US20230026110A1

US20230026110A1 - Learning data generation method, learning data generation apparatus and program

Info

Publication number: US20230026110A1
Application number: US17/785,967
Authority: US
Inventors: Itsumi SAITO; Kyosuke NISHIDA; Hisako ASANO; Junji Tomita
Original assignee: Nippon Telegraph and Telephone Corp
Current assignee: Nippon Telegraph and Telephone Corp
Priority date: 2019-12-18
Filing date: 2019-12-18
Publication date: 2023-01-26
Also published as: WO2021124488A1; JP7207571B2; JPWO2021124488A1

Abstract

In a training data generation method, a computer executes: a generation step for generating partial data of a summary sentence created for text data; an extraction step for extracting, from the text data, a sentence set that is a portion of the text data, based on a similarity with the partial data; and a determination step for determining whether or not the partial data is to be used as training data for a neural network that generates a summary sentence, based on the similarity between the partial data and the sentence set. Thus, it is possible to streamline the collection of training data for a neural summarization model.

Description

TECHNICAL FIELD

The present invention relates to a training data generation method, a training data generation device, and a program.

BACKGROUND ART

A neural summarization model requires pair data of a source text to be summarized and summary data that is the correct answer for the summarization as training data. Alternatively, there is also a model that requires additional parameters as training data with respect to the pair data (e.g., NPL 1). In either model, the more training data there is, the higher the accuracy of summarization will be.

CITATION LIST

Non-Patent Literature

[NPL 1] Gonçalo M. Correia, André F. T. Martins, A Simple and Effective Approach to Automatic Post-Editing with Transfer Learning, Proceedings of the 57th Annual Meeting of the Association for Computational Linguistics, pages 3050-3056, July 28-Aug. 2, 2019.

SUMMARY OF THE INVENTION

Technical Problem

It is necessary to manually create the summary data that is the correct answer for the summarization in the above training data. However, collecting large amounts of manually-created, high-quality summary data is costly.
The present invention has been made in view of the above points, and an object of the present invention is to improve the efficiency of collecting training data for a neural summarization model.

Means for Solving the Problem

In view of this, in order to solve the above-described problem, in a training data generation method, a computer executes: a generation step of generating partial data of a summary sentence created for text data; an extraction step of extracting, from the text data, a sentence set that is a portion of the text data, based on a similarity with the partial data; and a determination step of determining whether or not the partial data is to be used as training data for a neural network for generating a summary sentence, based on a similarity between the partial data and the sentence set.

Effects of the Invention

It is possible to streamline the collection of training data for the neural summarization model.
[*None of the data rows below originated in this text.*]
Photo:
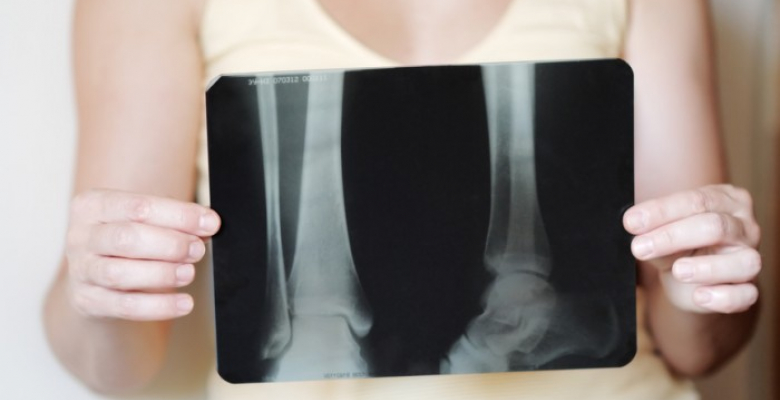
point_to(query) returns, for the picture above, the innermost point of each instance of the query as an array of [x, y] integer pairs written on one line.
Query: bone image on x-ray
[[315, 322], [519, 301], [316, 315]]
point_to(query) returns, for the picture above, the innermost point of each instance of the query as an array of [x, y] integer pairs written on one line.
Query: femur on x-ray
[[402, 229]]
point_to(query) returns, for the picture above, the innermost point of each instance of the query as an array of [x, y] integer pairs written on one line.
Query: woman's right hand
[[127, 253]]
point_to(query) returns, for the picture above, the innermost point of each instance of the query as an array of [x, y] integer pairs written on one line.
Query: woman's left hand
[[703, 243]]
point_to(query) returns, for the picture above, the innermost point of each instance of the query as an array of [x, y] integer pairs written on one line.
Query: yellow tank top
[[240, 36]]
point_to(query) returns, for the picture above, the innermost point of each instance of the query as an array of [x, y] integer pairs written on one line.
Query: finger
[[128, 274], [145, 242], [136, 306], [726, 298], [107, 206], [695, 232], [652, 214], [738, 267]]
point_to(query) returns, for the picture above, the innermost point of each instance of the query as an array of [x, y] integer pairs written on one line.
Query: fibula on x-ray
[[408, 221]]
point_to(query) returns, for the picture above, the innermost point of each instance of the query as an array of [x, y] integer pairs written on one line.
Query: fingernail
[[197, 250], [185, 273], [643, 247], [635, 220], [209, 222], [683, 270], [184, 303], [702, 297]]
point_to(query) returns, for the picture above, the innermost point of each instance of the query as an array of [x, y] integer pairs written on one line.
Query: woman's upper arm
[[138, 74], [678, 144]]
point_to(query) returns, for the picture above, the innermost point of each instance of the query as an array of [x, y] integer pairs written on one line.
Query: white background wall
[[37, 140]]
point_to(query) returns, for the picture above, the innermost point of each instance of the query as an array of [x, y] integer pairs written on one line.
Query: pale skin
[[134, 232]]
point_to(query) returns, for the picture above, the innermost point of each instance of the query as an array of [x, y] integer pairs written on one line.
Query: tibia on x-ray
[[275, 317], [327, 304], [519, 301]]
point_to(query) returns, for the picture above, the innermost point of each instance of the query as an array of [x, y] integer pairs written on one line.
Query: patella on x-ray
[[425, 220]]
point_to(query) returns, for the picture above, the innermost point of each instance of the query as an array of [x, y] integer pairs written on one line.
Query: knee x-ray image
[[422, 220]]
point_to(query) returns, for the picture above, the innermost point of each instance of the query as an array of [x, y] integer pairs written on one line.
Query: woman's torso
[[269, 35]]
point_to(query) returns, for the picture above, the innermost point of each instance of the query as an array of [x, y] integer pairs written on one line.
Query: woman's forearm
[[108, 355]]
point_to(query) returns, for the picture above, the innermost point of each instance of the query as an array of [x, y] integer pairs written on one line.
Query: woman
[[141, 67]]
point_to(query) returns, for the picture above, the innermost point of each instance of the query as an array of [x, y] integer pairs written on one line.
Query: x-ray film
[[422, 220]]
BRIEF DESCRIPTION OF DRAWINGS

FIG. 1 is a diagram showing an example of a hardware configuration of a training data generation device 10 according to an embodiment of the present invention.
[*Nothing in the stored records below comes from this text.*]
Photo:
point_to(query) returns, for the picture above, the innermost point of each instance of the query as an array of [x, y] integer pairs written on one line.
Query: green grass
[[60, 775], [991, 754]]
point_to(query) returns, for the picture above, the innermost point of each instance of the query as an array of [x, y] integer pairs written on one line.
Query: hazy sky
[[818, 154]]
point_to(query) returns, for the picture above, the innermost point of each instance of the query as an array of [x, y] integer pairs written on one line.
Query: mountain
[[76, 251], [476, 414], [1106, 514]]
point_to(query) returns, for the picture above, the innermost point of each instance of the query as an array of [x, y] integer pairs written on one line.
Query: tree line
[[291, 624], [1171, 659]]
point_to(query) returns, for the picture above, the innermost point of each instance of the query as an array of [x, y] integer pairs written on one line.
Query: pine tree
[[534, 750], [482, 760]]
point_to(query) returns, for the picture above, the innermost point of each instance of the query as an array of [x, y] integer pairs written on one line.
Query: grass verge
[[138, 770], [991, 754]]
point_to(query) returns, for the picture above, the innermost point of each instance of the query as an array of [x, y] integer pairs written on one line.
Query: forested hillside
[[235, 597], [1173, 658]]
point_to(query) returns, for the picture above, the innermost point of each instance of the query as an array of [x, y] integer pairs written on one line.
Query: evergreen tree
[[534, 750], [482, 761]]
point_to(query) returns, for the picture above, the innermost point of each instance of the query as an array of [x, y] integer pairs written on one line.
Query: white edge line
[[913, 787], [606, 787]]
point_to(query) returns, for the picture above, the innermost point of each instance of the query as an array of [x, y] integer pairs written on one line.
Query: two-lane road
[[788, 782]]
FIG. 2 is a diagram showing an example of a functional configuration of the training data generation device 10 according to the embodiment of the present invention.

FIG. 3 is a flowchart for illustrating an example of a processing procedure executed by the training data generation device 10.

FIG. 4 is a diagram showing an example of partial data.

FIG. 5 is a diagram showing an example of extracting prototype text.

FIG. 6 is a diagram showing an example of calculating a ROUGE.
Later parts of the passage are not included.